In animal studies, treatment with soluble RAGE (sRAGE), the soluble extracellular domains of RAGE, which sequester AGEs and RAGE ligands, thereby blocking their interaction with RAGE demonstrated significant reductions in atherosclerotic lesion area (Park et al., 1998), in a manner independent of changes in lipid or glucose levels. In other studies, sRAGE treatment in rodents significantly mitigated diabetic vascular hyperpermeability (Schmidt et al., 1999).

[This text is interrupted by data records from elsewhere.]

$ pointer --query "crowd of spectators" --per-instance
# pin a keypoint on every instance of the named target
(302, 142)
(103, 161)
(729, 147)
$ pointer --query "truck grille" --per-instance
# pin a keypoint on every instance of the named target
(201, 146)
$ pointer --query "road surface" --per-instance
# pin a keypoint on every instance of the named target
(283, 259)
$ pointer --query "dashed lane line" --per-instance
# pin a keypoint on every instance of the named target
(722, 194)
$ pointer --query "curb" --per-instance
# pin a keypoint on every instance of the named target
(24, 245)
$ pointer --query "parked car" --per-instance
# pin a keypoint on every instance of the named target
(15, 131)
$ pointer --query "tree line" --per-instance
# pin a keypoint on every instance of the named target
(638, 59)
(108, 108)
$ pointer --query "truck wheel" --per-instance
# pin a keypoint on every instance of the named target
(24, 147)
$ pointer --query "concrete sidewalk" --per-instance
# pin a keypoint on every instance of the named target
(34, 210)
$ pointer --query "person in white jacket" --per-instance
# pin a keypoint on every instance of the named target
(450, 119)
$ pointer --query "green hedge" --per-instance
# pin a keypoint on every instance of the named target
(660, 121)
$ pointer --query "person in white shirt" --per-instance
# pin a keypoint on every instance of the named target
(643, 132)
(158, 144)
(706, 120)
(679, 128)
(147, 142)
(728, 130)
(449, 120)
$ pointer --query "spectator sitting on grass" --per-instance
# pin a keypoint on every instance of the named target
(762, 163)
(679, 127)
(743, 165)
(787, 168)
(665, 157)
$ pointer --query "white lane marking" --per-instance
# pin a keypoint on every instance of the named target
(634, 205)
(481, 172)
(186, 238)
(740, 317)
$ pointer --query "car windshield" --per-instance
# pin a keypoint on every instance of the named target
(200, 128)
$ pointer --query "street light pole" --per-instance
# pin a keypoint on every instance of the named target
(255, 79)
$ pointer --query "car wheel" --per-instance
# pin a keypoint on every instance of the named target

Hallam and colleagues demonstrated that aged 24 month-old Fischer 344 rats displayed higher vascular RAGE expression in the aorta, and higher expression of the polyol pathway enzyme, aldose reductase (AR), which stimulates metabolic pathways that increase AGE formation. Aging-related vascular dysfunction was evident in these rats on account of impaired endothelial relaxation in response to acetylcholine (Hallam et al., 2010). Treatment of aged Fischer 344 rats with sRAGE improved endothelial dependent relaxation in response to acetylcholine (Hallam et al., 2010). Taken together, these studies illustrate that increased AGE burden and RAGE expression mediate vascular dysfunction and that these perturbations may be suppressed by administration of antagonists of ligand-RAGE interactions in vivo.
Glyoxalase 1 (GLO1) and Amplification of AGE Accumulation
In addition to increased direct mediators of damage in aging, defense mechanisms may also be attenuated in aging. (GLO1) contributes to the regulation of the levels of the pre-AGE methylglyoxal (MG) and MG-derived AGEs (Giacco et al., 2014). MG, formed mainly inside cells, is a potent glycating agent (Rabbani and Thornalley, 2014).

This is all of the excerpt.